Вернулся Бардин, сунул Тамбиеву большую ладонь, устало и не очень стесняясь гостя рухнул на клеенчатую обивку дивана громоздким телом, затих, закрыв рукой глаза. Не скоро отнял руку от глаз.
— Веришь, Николай, точно сосну мачтовую через лес волок — вот она, дипломатия… — Он вновь закрыл глаза, так ему было покойнее. — Ольга, дай мне чаю, да покрепче! — крикнул он. — Послезавтра лечу в Стокгольм, — произнес едва слышно и встал. — Но я не об этом… Видел? — вдруг спросил он, остановившись перед Иришкиной дверью. По всему, Ирина ушла из дому после него, и все, что на ее столе, он приметил сегодня впервые. — Ольга ничего не говорила?
— Нет…
Он вздохнул.
— Я готов согласиться, но ведь смысла нет… Понимаешь?

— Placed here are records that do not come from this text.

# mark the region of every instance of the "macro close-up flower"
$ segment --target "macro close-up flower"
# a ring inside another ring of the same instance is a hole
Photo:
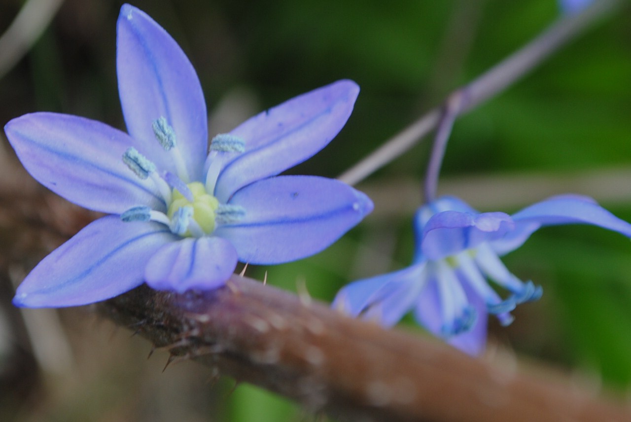
[[[372,211],[370,199],[338,180],[277,175],[341,129],[359,92],[354,82],[290,100],[214,136],[209,147],[200,83],[175,41],[128,4],[117,34],[127,133],[49,112],[5,127],[35,179],[109,214],[40,262],[18,287],[16,305],[83,305],[145,281],[177,292],[213,289],[238,261],[273,264],[310,255]]]
[[[587,197],[553,197],[512,216],[480,213],[457,198],[439,198],[416,214],[412,264],[349,284],[333,306],[386,327],[412,311],[430,332],[479,355],[486,344],[489,314],[509,325],[510,311],[542,293],[540,286],[511,273],[499,257],[541,227],[566,224],[593,225],[631,237],[631,225]],[[500,296],[489,281],[508,295]]]

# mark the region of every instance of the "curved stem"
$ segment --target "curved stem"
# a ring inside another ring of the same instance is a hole
[[[623,2],[624,0],[600,0],[582,13],[568,16],[553,24],[470,84],[457,90],[466,91],[467,94],[466,102],[462,104],[459,114],[471,110],[516,82]],[[441,120],[440,110],[440,107],[431,110],[340,175],[338,179],[350,185],[357,184],[403,155],[436,127]]]
[[[436,190],[438,187],[438,177],[440,173],[442,160],[445,156],[447,143],[451,134],[451,128],[456,121],[456,117],[460,112],[463,104],[463,93],[456,91],[449,96],[445,105],[445,110],[436,131],[432,156],[427,167],[425,176],[425,189],[423,190],[426,202],[430,202],[436,199]]]

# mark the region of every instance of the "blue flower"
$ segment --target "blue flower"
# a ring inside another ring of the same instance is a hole
[[[285,262],[329,246],[372,209],[337,180],[278,176],[324,148],[359,92],[339,81],[264,112],[208,152],[206,110],[188,59],[151,18],[128,4],[117,23],[117,71],[129,134],[54,113],[5,131],[43,185],[109,215],[40,262],[14,303],[103,300],[146,281],[182,292],[223,285],[237,261]]]
[[[486,341],[488,314],[508,325],[516,305],[541,295],[541,287],[519,280],[498,257],[521,246],[540,227],[572,223],[631,237],[631,225],[586,197],[554,197],[512,216],[479,213],[457,198],[440,198],[416,213],[412,264],[348,284],[333,306],[387,327],[412,310],[430,332],[479,354]],[[500,297],[489,281],[508,294]]]
[[[568,15],[582,12],[593,3],[594,0],[558,0],[561,11]]]

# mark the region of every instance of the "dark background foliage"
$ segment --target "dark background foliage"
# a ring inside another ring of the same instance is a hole
[[[0,31],[22,3],[0,3]],[[64,2],[39,40],[0,79],[0,122],[49,110],[124,128],[115,65],[121,4]],[[190,57],[206,95],[211,134],[334,80],[356,81],[362,93],[346,127],[326,149],[290,170],[329,177],[559,17],[551,0],[399,0],[396,6],[380,0],[145,0],[134,5],[167,29]],[[440,190],[450,193],[454,187],[481,210],[512,212],[528,204],[525,198],[564,193],[551,187],[567,185],[631,220],[631,179],[625,178],[631,178],[630,19],[627,8],[598,23],[457,120]],[[428,144],[415,147],[359,185],[388,194],[375,197],[374,214],[331,248],[298,262],[251,268],[248,274],[262,279],[266,271],[272,284],[290,290],[305,286],[312,295],[330,300],[351,279],[407,264],[410,218],[420,204]],[[507,192],[498,187],[506,180],[511,181]],[[386,208],[391,211],[380,211]],[[514,351],[576,373],[594,388],[627,390],[630,246],[619,235],[590,227],[537,233],[504,261],[520,278],[541,284],[544,296],[518,308],[510,327],[492,324],[489,353]],[[27,310],[20,315],[8,305],[13,288],[3,288],[2,420],[305,418],[293,405],[256,388],[239,385],[232,391],[233,381],[215,382],[209,371],[192,363],[161,373],[165,355],[156,353],[146,361],[146,342],[115,331],[89,308]],[[32,327],[57,317],[59,323],[44,334],[31,329],[27,336],[22,317],[40,321]],[[407,329],[425,335],[410,322],[404,322]],[[44,353],[52,361],[32,353],[33,343],[52,344]]]

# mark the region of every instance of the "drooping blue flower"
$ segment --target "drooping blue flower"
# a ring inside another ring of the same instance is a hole
[[[512,216],[479,213],[457,198],[440,198],[416,213],[412,264],[345,286],[333,306],[386,327],[413,311],[428,331],[478,355],[486,343],[489,314],[508,325],[516,306],[542,293],[541,287],[512,274],[499,257],[521,246],[541,227],[573,223],[631,237],[631,225],[587,197],[551,197]],[[508,294],[500,296],[490,281]]]
[[[316,176],[277,176],[338,134],[359,92],[342,80],[290,100],[208,141],[197,75],[175,40],[124,5],[117,71],[129,134],[54,113],[5,127],[30,174],[69,201],[110,214],[38,264],[18,306],[78,305],[146,281],[182,292],[223,285],[237,260],[285,262],[329,246],[372,209],[363,194]]]
[[[594,0],[558,0],[561,11],[567,15],[582,12],[594,3]]]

Тамбиев понимал плохо, но что-то становилось понятным и ему. Ну, разумеется, Егор Иванович говорил об Ирине, о ее любви, о человеке, которым она была увлечена, о непростой коллизии, тут возникшей.
— Не совсем…
Бардин точно хотел сказать: «Ну как тут не понять, все не так сложно», — но тут же задумывался, смотрел на Тамбиева печальными глазами, молчал, и выходило, что и для него это непросто.
— Одним словом, привела она тут его третьего дня. «Знакомьтесь, Степан», — решился Бардин. — Чуб как у казака донского, синие глаза да… рукав пустой, — он повел отрицательно головой. — Меня не пустой рукав смущает, у него семья в Ногинске: жена, двое ребят… — Он встал рядом с Тамбиевым. — Не возьму я греха на душу, Николай… — Подошел к кухонной двери, за которой странно затихла сейчас Ольга — и слушать, наверно, ей охоты нет, да приходится. — Как там, чай заваристый? Ох, чаю хочу! — и вернулся к Тамбиеву. — Ну, что ты приумолк? Скажи слово…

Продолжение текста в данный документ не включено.